Joined: Sep. 2005
||Posted: Sep. 20 2006,18:27
One reason I posted this simple convenience is I know people enjoy using little tools (especially with ANSI colors, or pop-up boxes, I know I do). Rows of command line stuff is intimidating to newbies, so I'm hoping this will get people making some more uncs. I made 6 uncs effortlessly within minutes of finishing this. Psychologically, deb2dsl is more satisfying because the user has to type things into boxes (ie participates more => more ownership). Probably should add a few boxes ;=)
|with contributions such as dsl2unc|
Uncs are great, a huge improvment on dsls (thanks to Robert). Ucis will probably (?) remain the "queen" of extensions - they don't require unionfs and they don't put anything irreversibly on the system filesystem.
But some things will never be ucis alone. An example is gnupg.
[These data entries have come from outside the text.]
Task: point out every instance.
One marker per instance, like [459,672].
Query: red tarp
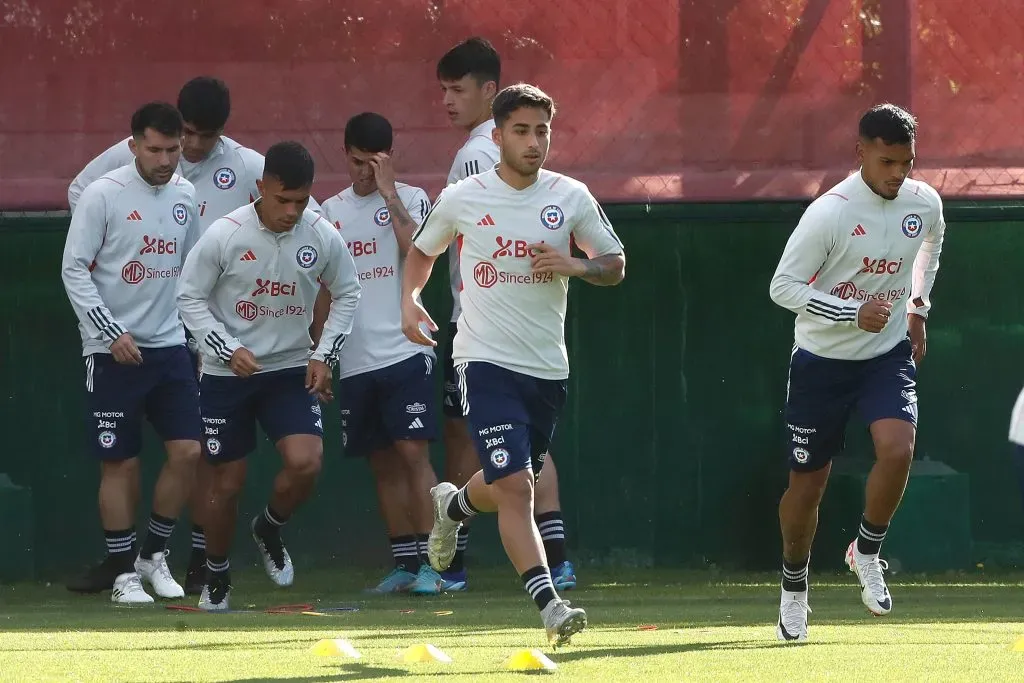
[693,99]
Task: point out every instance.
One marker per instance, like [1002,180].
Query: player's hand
[383,173]
[919,336]
[318,380]
[873,315]
[547,258]
[124,350]
[413,314]
[244,363]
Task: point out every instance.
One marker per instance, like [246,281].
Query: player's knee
[116,469]
[515,489]
[895,451]
[183,455]
[307,464]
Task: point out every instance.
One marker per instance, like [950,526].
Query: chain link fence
[659,101]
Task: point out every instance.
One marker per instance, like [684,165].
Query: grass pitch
[708,628]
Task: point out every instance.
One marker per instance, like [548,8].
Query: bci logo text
[516,248]
[881,266]
[158,246]
[273,288]
[363,248]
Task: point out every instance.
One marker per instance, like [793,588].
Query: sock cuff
[273,517]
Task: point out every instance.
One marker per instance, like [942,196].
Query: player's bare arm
[414,279]
[244,363]
[400,220]
[919,336]
[125,351]
[602,270]
[322,307]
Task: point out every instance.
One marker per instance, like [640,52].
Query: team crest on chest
[912,225]
[224,178]
[180,214]
[552,217]
[306,256]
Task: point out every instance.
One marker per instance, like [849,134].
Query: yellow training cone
[335,647]
[532,659]
[423,653]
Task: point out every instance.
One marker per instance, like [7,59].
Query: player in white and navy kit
[122,260]
[1017,437]
[224,174]
[469,74]
[858,271]
[515,224]
[386,383]
[247,292]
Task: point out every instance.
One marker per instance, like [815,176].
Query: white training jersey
[512,316]
[365,222]
[479,154]
[246,286]
[224,180]
[123,256]
[852,246]
[1017,421]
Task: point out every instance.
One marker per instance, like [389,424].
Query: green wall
[671,446]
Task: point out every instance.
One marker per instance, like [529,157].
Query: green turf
[709,628]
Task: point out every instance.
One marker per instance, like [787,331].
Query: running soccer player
[1017,437]
[469,75]
[247,292]
[122,259]
[515,223]
[857,270]
[225,175]
[386,385]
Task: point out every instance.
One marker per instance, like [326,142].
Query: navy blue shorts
[163,389]
[381,407]
[231,406]
[823,392]
[511,417]
[453,397]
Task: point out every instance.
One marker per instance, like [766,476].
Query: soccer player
[515,224]
[469,75]
[386,388]
[121,262]
[857,270]
[247,292]
[225,175]
[1017,437]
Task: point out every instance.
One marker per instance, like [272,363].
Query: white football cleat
[283,574]
[793,616]
[128,590]
[868,568]
[444,535]
[156,572]
[562,622]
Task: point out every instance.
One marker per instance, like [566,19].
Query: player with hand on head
[515,224]
[469,75]
[386,382]
[247,292]
[122,259]
[858,271]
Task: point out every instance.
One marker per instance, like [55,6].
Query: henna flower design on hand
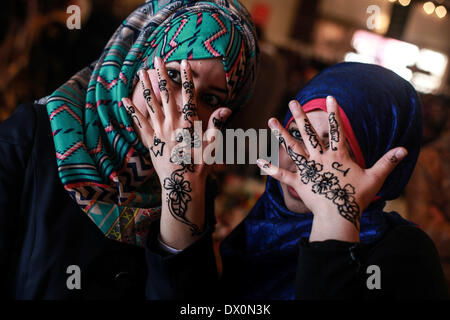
[178,189]
[309,171]
[341,195]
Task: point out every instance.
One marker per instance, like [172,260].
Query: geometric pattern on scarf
[101,162]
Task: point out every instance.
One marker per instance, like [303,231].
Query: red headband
[350,135]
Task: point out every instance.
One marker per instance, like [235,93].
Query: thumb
[384,166]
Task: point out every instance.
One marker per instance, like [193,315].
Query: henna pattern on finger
[147,96]
[219,124]
[133,115]
[326,184]
[162,85]
[337,166]
[312,136]
[158,147]
[334,130]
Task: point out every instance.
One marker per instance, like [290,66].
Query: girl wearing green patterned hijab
[101,160]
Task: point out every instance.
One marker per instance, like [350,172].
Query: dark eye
[174,75]
[296,134]
[211,99]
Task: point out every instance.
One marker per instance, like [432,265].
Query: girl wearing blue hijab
[352,138]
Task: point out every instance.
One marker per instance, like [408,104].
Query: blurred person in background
[316,231]
[428,192]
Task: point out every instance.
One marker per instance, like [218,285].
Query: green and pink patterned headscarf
[101,162]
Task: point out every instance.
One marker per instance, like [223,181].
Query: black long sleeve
[16,140]
[189,274]
[407,259]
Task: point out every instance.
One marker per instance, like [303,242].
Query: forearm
[183,218]
[333,227]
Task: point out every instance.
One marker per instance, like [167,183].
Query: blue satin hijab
[384,112]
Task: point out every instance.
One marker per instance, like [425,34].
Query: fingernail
[225,112]
[329,99]
[293,104]
[401,153]
[157,62]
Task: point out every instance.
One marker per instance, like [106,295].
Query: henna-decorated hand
[169,133]
[173,139]
[329,181]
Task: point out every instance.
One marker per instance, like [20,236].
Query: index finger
[336,132]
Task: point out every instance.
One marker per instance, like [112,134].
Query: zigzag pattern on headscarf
[101,162]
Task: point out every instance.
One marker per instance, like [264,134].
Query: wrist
[333,227]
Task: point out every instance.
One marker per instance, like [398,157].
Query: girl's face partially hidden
[319,120]
[209,81]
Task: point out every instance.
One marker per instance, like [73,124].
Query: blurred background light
[428,7]
[404,2]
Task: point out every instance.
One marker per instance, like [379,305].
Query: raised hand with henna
[174,142]
[329,182]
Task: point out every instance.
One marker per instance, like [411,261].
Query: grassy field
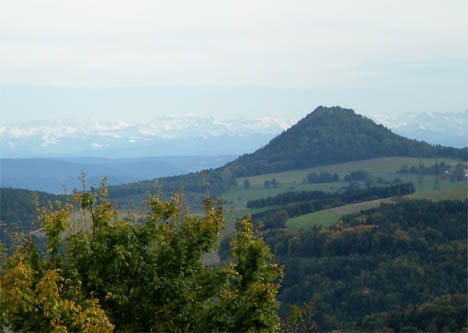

I built a gnupg.uci that works (haven't got round to sending it to the repo). However, some applications that use gnupg-encrypted keys (an example is aespipe, another is loop-aes) expect to find gpg in one and only one place: /usr/bin/gpg. Whether or not gpg is in PATH anyway is irrelevant to these apps. I suspect there are other similar examples about. So there will remain a technical need to have gnupg.dsl or a gnupg.unc in addition to gnupg.uci. (You could run a wrapper to set up the symlink gpg -> /usr/bin/gpg, but this means running /etc/init.d/mkwriteable. Actually, the loop-aes author says you must physically *move* the gpg binary to /bin and then do a symlink /bin/gpg -> /usr/bin/gpg - who am I to argue with someone like Jari Russu?)
|if using "-type -f" might limit or even break some extensions. If an extension includes one or more symlinks, or even an empty directory|
Good point. Without that -type f, will get clobbering directories like /opt/bin passed into the unc (clang!). There's ways around that. I wrote an unrelated script (buried on my hd somewhere) with some bash that removed clobberers - I'll dig it up.